I can feel them, now that I’m calling to them. Hundreds and hundreds of them. They cry beneath the waves. Fearing for their queen, weeping for their fallen, trembling for their lives. It’s so …

Human of them.

Some quiet at my own song, listening. I can feel their attention shift to me. I am part of the royal line. It flows through my veins, rides on my song. They don’t have listen to me, but if I can just say the right words …

I am Alosa-lina, daughter of Ava-lee. My mother is alive, but a prisoner on this ship. Will you not help? Will you fight against the pirates who have dared to breach your waters and steal what is yours?

They murmur among themselves. I feel it in their songs, in the way the water trembles around them.

The reply is faint, but one answers me. Are you not one of the pirate scum? Did you not refuse the queen’s call when she bid you home? Even now you stay on solid ground, refusing to join your sisters below.

My father stares at me all the while, halting in front of me. “You’re calling on the sirens? They fled, shrieking into the deep. You are a stranger to them. I made sure of that.”

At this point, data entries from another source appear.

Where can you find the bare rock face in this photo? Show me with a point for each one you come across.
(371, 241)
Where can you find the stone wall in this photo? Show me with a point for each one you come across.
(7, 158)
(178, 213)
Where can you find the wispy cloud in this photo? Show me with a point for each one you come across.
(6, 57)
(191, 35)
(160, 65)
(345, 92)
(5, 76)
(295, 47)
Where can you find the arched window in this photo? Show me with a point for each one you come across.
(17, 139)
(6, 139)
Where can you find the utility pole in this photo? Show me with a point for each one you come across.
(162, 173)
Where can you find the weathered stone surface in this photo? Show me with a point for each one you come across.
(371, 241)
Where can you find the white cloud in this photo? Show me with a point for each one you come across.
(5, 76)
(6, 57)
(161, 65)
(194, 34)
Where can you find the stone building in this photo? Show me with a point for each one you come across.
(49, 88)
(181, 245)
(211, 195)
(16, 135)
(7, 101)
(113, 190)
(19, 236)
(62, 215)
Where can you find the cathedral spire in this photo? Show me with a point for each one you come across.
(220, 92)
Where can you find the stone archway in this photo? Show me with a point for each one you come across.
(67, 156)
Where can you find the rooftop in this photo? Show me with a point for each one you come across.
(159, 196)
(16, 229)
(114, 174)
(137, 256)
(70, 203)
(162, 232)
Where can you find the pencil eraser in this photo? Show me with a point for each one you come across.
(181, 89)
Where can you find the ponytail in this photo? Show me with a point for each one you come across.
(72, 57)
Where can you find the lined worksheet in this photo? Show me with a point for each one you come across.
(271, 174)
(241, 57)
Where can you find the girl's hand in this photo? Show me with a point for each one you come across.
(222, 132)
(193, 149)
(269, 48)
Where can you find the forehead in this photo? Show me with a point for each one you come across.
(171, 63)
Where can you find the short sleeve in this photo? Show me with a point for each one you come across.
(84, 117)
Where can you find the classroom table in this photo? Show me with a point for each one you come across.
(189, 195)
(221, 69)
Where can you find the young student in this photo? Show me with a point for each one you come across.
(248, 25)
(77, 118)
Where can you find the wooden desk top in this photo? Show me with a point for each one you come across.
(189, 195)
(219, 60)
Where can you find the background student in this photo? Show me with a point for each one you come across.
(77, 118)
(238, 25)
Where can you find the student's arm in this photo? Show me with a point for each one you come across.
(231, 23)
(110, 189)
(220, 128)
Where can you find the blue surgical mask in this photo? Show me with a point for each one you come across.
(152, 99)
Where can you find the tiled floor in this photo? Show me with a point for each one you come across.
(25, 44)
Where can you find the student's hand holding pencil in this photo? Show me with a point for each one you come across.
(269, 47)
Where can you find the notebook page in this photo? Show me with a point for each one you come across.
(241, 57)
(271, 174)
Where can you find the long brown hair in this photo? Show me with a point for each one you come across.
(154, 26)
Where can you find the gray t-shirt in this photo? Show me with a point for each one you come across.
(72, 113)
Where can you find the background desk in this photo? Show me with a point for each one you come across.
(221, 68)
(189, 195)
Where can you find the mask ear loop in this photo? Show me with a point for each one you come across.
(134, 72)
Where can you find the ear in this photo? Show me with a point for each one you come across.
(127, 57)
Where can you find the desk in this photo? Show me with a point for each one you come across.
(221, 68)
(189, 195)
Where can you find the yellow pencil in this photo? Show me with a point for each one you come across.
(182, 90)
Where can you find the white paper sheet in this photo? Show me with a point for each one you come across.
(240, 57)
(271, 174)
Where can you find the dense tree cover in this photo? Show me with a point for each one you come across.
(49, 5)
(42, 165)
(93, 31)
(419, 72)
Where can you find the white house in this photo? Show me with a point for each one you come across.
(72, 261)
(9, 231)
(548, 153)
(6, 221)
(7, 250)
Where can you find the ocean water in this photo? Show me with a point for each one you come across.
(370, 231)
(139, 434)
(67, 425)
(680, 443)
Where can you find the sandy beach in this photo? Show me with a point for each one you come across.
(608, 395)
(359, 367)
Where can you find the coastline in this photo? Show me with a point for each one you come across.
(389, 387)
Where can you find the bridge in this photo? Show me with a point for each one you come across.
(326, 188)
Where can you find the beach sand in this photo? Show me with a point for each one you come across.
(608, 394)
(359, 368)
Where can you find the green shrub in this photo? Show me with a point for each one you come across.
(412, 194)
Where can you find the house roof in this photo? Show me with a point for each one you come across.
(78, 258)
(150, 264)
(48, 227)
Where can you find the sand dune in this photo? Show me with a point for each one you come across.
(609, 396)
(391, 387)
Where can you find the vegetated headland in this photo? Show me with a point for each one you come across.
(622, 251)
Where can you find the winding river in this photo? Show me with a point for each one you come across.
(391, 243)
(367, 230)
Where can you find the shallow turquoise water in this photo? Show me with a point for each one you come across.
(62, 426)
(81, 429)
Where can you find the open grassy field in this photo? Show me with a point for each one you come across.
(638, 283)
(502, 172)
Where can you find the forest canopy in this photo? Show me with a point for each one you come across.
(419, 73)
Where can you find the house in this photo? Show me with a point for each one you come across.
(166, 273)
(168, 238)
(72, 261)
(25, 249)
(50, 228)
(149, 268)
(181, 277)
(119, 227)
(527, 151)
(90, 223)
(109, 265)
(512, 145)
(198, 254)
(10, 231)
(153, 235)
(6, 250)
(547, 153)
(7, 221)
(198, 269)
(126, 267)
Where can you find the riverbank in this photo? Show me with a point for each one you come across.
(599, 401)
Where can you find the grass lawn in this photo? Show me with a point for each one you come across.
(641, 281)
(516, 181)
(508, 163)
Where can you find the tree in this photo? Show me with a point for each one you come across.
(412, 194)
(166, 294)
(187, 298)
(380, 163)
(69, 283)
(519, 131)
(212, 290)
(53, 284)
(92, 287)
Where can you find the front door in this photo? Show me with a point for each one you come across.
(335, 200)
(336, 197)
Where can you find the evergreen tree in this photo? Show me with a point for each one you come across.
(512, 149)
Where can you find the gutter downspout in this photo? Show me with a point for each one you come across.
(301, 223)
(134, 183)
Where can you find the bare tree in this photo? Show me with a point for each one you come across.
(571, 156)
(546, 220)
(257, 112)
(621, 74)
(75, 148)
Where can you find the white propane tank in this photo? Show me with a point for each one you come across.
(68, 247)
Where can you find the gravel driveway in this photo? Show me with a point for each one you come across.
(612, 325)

You outnumber the pirates, I explain. My loyalty is not with them. I will help you beat them.

Doubt sings to me from below. Emotions are songs of their own, pouring out of them without any effort, as if their voices cannot keep quiet.

No one will talk with me now. The sirens resume their wailing grief until my voice leaves me, and I can no longer hear them.

“Drop your sword,” Kalligan says. His tone is clipped, final. He will not ask me again. His next strike will take a life.

“Alosa.” This voice is quiet. It is from Riden. He stands so close by, all his limbs subdued.

I drop my sword as my father bids and turn toward Riden. With just a few well-aimed jabs from me, his captors release him.

I grab him, and the two of us leap from the ship.